Friday nights were spent at Big Lots, followed by a massive Dollar Tree (both helpfully located within a two block radius). Saturday mornings were spent at garage sales and flea markets. We never bought a lot of stuff — more often than not, we came out empty-handed — but it was our form of entertainment and, er, quality family time. Dollar stores, redolent with the smells of cheap new plastic, carpet square adhesive, and off-label cleaning goods, are as much a component of my childhood memories as homemade birthday cakes and half-melted crayons.
Over the years, I’ve found a number of goodies at dollar stores. Organic cotton and bamboo socks, stone coasters, pillowcases with cool tree patterns on them, fairy wrapping paper, and even surprisingly decent books. But I now also realize how emblematic dollar stores are of our national love affair with cheap, imported crap whose dollar price tag doesn’t even begin to cover its environmental and social costs. Dollar stores perpetuate just about every social and environmental crime you can think of. And lest you think they only discriminate against developing nations, they rip off US employees, too.

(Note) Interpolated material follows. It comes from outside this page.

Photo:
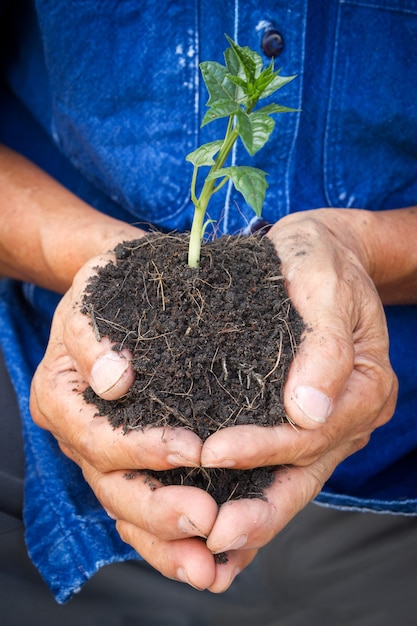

I’ve all but stopped going, because when I do, there’s nothing I can buy responsibly. Anything I buy would be an exception to my own ethical convictions, which I hope are worth more than $1. What I’ve learned about mindful consumption has cost me that part of my childhood. I feel sad about its loss, even though there is no rational reason to hang on to it. (No one ever claimed that putting rationality and environmental responsibility in front of family tradition, cultural acceptance, and instant gratification was, well, fun.) But I also see my own reluctance to give dollar stores up entirely and wonder how rationality on its own could ever be strong or compelling enough to change culture, tradition, or emotional perception in mass.
Being cheap and going green can be fully compatible, but only if you take the DIY/reduction routes. Dollar stores? Not so much. What do you think think? Do you have a history with dollar stores, too?